Tel est le récit du père dominicain; et bien que nous ayons retranché plusieurs passages intraduisibles pour un lecteur français qui veut être respecté, on voit que le bon moine ne brille pas précisément par la charité chrétienne.
Ainsi qu'il le raconte, don Luis de Haro, neveu du comte-duc, que la légitimation de Julien privait de l'héritage de cet oncle, se ligua avec la reine Isabelle, la nourrice, le confesseur du roi et toute la camarilla, pour demander le renvoi du favori. Il ne paraît pas que Philippe IV ait fait grande résistance; il céda, et envoya en exil le ministre tout-puissant depuis plus de vingt-deux années. Mais, comme ce prince était incapable de porter lui-même le fardeau du gouvernement, il le remit immédiatement entre les mains de don Luis de Haro, qui le conserva jusqu'à la mort du monarque.

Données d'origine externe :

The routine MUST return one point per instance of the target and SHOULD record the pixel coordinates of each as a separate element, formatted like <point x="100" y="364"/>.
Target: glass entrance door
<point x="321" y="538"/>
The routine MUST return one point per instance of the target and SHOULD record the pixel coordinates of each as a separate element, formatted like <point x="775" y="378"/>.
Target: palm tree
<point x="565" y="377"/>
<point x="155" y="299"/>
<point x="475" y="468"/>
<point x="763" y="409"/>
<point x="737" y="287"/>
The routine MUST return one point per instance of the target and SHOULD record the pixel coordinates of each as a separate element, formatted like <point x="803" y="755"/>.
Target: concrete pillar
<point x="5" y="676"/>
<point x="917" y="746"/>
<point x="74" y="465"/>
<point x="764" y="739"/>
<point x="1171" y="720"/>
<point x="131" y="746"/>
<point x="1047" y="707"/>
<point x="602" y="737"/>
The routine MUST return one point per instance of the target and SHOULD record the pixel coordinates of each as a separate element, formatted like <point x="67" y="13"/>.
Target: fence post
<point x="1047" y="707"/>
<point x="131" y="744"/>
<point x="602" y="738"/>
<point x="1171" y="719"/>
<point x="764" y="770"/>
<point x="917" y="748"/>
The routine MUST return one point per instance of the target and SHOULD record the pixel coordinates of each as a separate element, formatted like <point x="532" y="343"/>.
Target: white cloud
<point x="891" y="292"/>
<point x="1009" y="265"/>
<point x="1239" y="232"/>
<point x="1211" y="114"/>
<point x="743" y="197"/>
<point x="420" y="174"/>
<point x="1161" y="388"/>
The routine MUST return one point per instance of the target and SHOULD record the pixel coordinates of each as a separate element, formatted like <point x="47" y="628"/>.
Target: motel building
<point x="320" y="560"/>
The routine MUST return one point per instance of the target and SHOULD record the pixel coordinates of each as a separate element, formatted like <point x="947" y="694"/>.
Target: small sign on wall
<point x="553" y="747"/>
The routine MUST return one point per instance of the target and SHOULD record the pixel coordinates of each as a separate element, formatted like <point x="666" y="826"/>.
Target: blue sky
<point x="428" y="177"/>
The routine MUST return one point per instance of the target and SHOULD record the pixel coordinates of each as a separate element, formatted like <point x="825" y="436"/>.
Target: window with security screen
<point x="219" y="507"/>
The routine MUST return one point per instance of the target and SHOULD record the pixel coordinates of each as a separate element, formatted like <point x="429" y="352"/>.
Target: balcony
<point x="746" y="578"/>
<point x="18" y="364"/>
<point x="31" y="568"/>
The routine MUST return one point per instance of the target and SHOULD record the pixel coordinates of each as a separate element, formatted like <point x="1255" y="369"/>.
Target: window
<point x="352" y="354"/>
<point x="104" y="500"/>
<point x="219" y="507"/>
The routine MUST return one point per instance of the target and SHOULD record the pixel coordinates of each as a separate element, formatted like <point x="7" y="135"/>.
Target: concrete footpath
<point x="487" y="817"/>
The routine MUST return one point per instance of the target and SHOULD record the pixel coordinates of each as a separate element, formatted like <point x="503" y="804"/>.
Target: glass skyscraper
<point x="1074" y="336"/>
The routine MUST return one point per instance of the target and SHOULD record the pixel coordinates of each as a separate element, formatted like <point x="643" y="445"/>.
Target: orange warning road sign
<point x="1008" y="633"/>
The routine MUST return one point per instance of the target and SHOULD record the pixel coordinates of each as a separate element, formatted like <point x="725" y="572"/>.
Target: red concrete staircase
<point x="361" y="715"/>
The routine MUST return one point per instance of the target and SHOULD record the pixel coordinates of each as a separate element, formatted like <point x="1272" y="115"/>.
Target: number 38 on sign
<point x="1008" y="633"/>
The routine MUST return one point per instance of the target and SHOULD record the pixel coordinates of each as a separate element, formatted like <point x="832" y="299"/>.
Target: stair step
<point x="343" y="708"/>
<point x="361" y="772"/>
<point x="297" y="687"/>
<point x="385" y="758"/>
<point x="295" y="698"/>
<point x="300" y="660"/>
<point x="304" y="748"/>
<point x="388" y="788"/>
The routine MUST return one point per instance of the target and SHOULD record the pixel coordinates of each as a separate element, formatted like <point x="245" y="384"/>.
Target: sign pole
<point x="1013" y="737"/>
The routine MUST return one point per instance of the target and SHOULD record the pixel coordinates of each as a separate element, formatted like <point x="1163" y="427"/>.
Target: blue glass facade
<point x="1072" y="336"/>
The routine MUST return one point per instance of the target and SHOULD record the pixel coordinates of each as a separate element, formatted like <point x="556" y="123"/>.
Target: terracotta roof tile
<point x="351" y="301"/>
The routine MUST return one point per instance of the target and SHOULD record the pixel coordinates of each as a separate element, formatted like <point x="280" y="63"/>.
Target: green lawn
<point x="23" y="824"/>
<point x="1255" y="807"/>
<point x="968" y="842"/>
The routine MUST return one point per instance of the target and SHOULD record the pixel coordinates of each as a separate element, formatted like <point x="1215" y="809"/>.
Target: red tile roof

Olivarès avait d'abord été exilé à Loëches, petite ville de sa juridiction, à quelques lieues de Madrid, où la duchesse, sa femme, avait bâti un couvent de religieuses dominicaines, qu'elle et son mari avaient décoré de magnifiques tapisseries, exécutées, ainsi que nous l'avons dit, d'après les cartons de Rubens. Renversé du pouvoir d'une manière aussi éclatante qu'inattendue, Olivarès, dont la volonté ne connaissait pas de résistance quelques jours avant, se vit entièrement abandonné de ses bons amis de cour. Velasquez seul lui demeura fidèle, et, sans craindre le ressentiment du nouveau ministre, il n'hésita point à l'aller voir et à l'assurer de sa reconnaissance et de son dévouement. Il ne paraît pas que cette démarche ait nui à la faveur dont l'artiste était en possession auprès du roi. Il gagna même bientôt celle du nouveau favori, qui aimait et admirait son génie. Il continua donc à faire les portraits des personnages les plus éminents de la cour, et à représenter les scènes d'intérieur du palais. En 1648, il fut envoyé pour la seconde fois en Italie[199], afin d'y acheter, pour le roi, des tableaux, statues et autres œuvres d'art, qu'il rapporta en Espagne; enfin, il jouit jusqu'à sa mort, arrivée à Madrid le 6 août 1660, de la vogue et de la faveur la plus marquée.
Quant au comte-duc, bientôt ses ennemis trouvèrent, qu'à Loëches, il était trop près de Madrid, et ils le firent exiler à Toro, petite ville ruinée sur le Douro. C'est là qu'il mourut de chagrin, dit-on, environ deux années après sa disgrâce. On raconte que ses ennemis, le poursuivant de leur haine implacable, l'avaient accusé de s'occuper, dans sa retraite, de magie et d'alchimie, considérées alors comme des crimes, et sévèrement punies par les lois de l'Église. Mais le grand inquisiteur, qu'il avait comblé de places et de bénéfices, prit sa défense et détourna cette accusation.
Depuis la chute du comte, don Enrique avait perdu le titre d'Excellence, la suite de ses adulateurs et la protection du roi, «et c'était une chose digne de pitié, dit le dominicain Guidi[200], de voir, comme en un instant, d'une idole adorée, il avait été transformé en le plus méprisé des hommes.» Un des derniers portraits exécutés par Velasquez pour le comte-duc avait été celui de son fils Julien. De ce portrait, la partie supérieure seule est terminée; le reste n'a pas été achevé, probablement par suite de la disparition du personnage qui, après la disgrâce de son père, alla sans doute cacher loin de Madrid son désespoir et sa misère. Ce tableau, qui se trouve maintenant en Angleterre, dans la galerie de lord Ellesmère[201], est resté dans son état incomplet, comme une médaille peinte des vicissitudes humaines.
Plus de deux siècles se sont écoulés depuis la mort d'Olivarès, et le temps, qui change tout dans sa marche, a fait oublier les fautes et les désastres du long règne de Philippe IV. Mais si le gouvernement du roi et de son favori a été fatal à la monarchie de Charles-Quint, l'Espagne ne peut-elle pas montrer aujourd'hui avec orgueil, et comme une compensation qu'admettront tous les vrais amis de l'art, les toiles incomparables de Rubens, d'Alonso Cano et de Velasquez, dues au goût éclairé du prince et de son ministre?